We enter the name of the function, then define the functions arguments inside parentheses—the names of the variables that the function receives as inputs. Then the function body is written as an indented block of code (all lines start with four spaces indentation). The output of the function is specified using the `return` keyword. The return statement is usually the last line in the function body.

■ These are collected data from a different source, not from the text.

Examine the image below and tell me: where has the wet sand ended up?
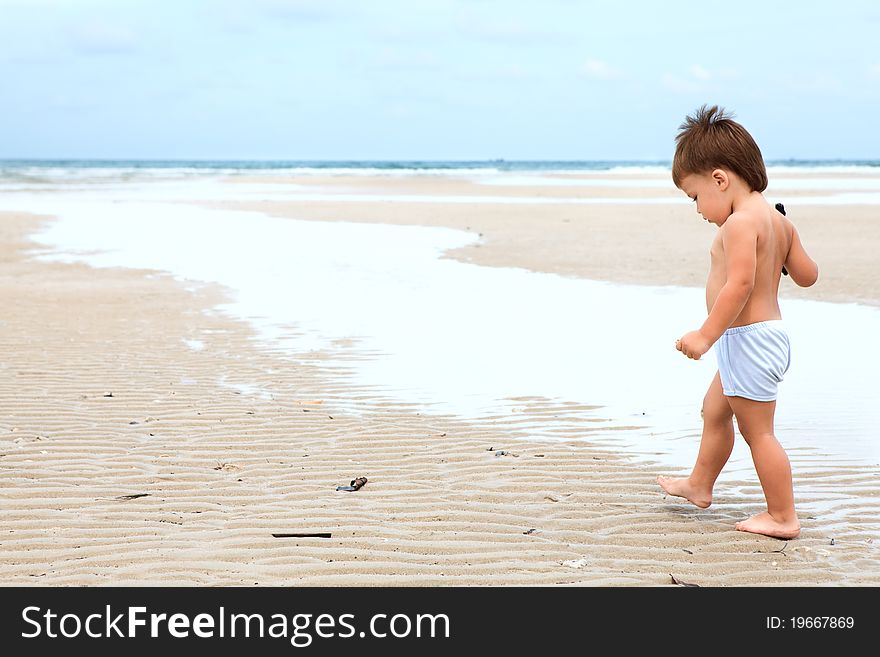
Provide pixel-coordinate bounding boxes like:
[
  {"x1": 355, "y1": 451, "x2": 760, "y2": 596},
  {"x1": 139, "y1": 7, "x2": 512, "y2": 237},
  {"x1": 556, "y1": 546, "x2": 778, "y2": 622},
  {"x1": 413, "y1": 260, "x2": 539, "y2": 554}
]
[
  {"x1": 214, "y1": 174, "x2": 880, "y2": 307},
  {"x1": 2, "y1": 173, "x2": 879, "y2": 585}
]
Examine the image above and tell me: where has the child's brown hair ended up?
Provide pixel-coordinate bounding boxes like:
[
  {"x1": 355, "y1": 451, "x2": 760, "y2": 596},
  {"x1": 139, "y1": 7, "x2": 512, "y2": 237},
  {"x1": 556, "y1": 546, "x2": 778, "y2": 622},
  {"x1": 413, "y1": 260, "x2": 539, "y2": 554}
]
[{"x1": 672, "y1": 105, "x2": 768, "y2": 192}]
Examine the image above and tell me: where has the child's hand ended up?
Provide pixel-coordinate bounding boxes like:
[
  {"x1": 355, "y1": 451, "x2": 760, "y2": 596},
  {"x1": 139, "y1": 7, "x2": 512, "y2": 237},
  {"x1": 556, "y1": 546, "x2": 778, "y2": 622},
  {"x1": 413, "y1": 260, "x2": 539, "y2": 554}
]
[{"x1": 675, "y1": 330, "x2": 712, "y2": 360}]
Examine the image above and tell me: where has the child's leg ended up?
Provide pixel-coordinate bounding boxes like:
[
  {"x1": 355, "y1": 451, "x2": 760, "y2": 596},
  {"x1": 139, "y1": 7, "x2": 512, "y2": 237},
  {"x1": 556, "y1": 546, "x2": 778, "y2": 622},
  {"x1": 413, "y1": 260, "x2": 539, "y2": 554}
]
[
  {"x1": 727, "y1": 396, "x2": 800, "y2": 539},
  {"x1": 658, "y1": 371, "x2": 733, "y2": 508}
]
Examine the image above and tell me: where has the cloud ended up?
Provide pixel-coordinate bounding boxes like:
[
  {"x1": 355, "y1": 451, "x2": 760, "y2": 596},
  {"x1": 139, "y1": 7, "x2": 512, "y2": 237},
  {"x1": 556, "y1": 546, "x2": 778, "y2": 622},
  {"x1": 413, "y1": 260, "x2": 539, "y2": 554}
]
[
  {"x1": 661, "y1": 73, "x2": 700, "y2": 93},
  {"x1": 70, "y1": 21, "x2": 137, "y2": 54},
  {"x1": 579, "y1": 59, "x2": 621, "y2": 80},
  {"x1": 689, "y1": 65, "x2": 711, "y2": 81},
  {"x1": 371, "y1": 46, "x2": 442, "y2": 72},
  {"x1": 494, "y1": 64, "x2": 530, "y2": 80},
  {"x1": 661, "y1": 65, "x2": 738, "y2": 92},
  {"x1": 253, "y1": 0, "x2": 348, "y2": 22},
  {"x1": 458, "y1": 19, "x2": 528, "y2": 41},
  {"x1": 779, "y1": 72, "x2": 841, "y2": 93},
  {"x1": 454, "y1": 16, "x2": 575, "y2": 45},
  {"x1": 386, "y1": 102, "x2": 415, "y2": 119},
  {"x1": 211, "y1": 0, "x2": 353, "y2": 33}
]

Certain functions do not return a value (we call these _procedures_) and they consist of sequences of commands we want to execute, that don't have any outputs. FunctIons can also be attached to objects, in which case they are called _methods_. We'll talk about these layer on, for now let's focus on simple math-like functions that receive some input and produce output:

#### Example 1

A first example of a simple math-like function. The function is called `f`,
takes numbers as inputs, and produces numbers as outputs:

In [82]:
def f(x):
    return 2*x + 3

f(10)

23

#### Example 2

In [83]:
# Example from Session 1
import random

def flip_coin():
    r = random.random()
    if r < 0.5:
        print("heads")
    else:
        print("tails")

flip_coin()  # no return value, but prints output

heads


#### Example 3

Write a function `water_phase(temp)` that takes input temperature `temp` in Celcius,
uses if/else statements to find what state water is in (assume pressure is 1atm).
The function returns a string, which is one of "Solid", "Liquid", "Gas".

In [84]:
def water_phase(temp):
    """
    Returns phase of water at `temp`.
    Input temp is temperature in Celcius (int or float)
    temp must be greater than -273.15.
    """
    if temp > 0 and temp < 100:
        return 'Liquid'
    elif temp <= 0:
        return 'Solid'
    elif temp >= 100:
        return 'Gas'

In [85]:
## tests to try: correct implementation of `water_phase` should return all True
print( water_phase(20.0) == "Liquid" )
print( water_phase(-20.0) == "Solid" )
print( water_phase(200.0) == "Gas" )
print( water_phase(0.0) in ["Liquid", "Solid"] )

True
True
True
True


In [86]:
## range tests
results = []

for temp in range(1, 100):
    result = (water_phase(temp) == 'Liquid')
    results.append(result)

# temp <= 0
for temp in range(-100, 1):
    result = (water_phase(temp) == 'Solid')
    results.append(result)

# temp >= 100
for temp in range(100, 5000):
    result = (water_phase(temp) == 'Gas')
    results.append(result)

print('Completed a total of', len(results), 'checks...')
all(results)  # True if all results are True

Completed a total of 5100 checks...


True

In [87]:
# any = OR for a list
# all = AND for a list
all([True, True, False])

False

### List functions

Your turn to play with lists now! Complete the code required to implement the functions `compute_mean` and `compute_std` below.


#### Question 1: Mean

The formula for the mean of a list of numbers $[x_1, x_2, \ldots, x_n]$ is:
$$
    \text{mean} = \overline{x}
    = \frac{1}{n}\sum_{i=1}^n x_i
    = \tfrac{1}{n} \left[ x_1 + x_2 + \cdots + x_n \right].
$$


Write the function `mean(numbers)`: a function that computes the mean of a list of numbers

In [88]:
def mean(numbers):
    """
    Computes the mean of the `numbers` list using a for loop.
    """
    total = 0
    for number in numbers:
        total = total + number
    return total / len(numbers)  


mean([100,101])

100.5

In [89]:
# TEST CODE (run this code to test you solution)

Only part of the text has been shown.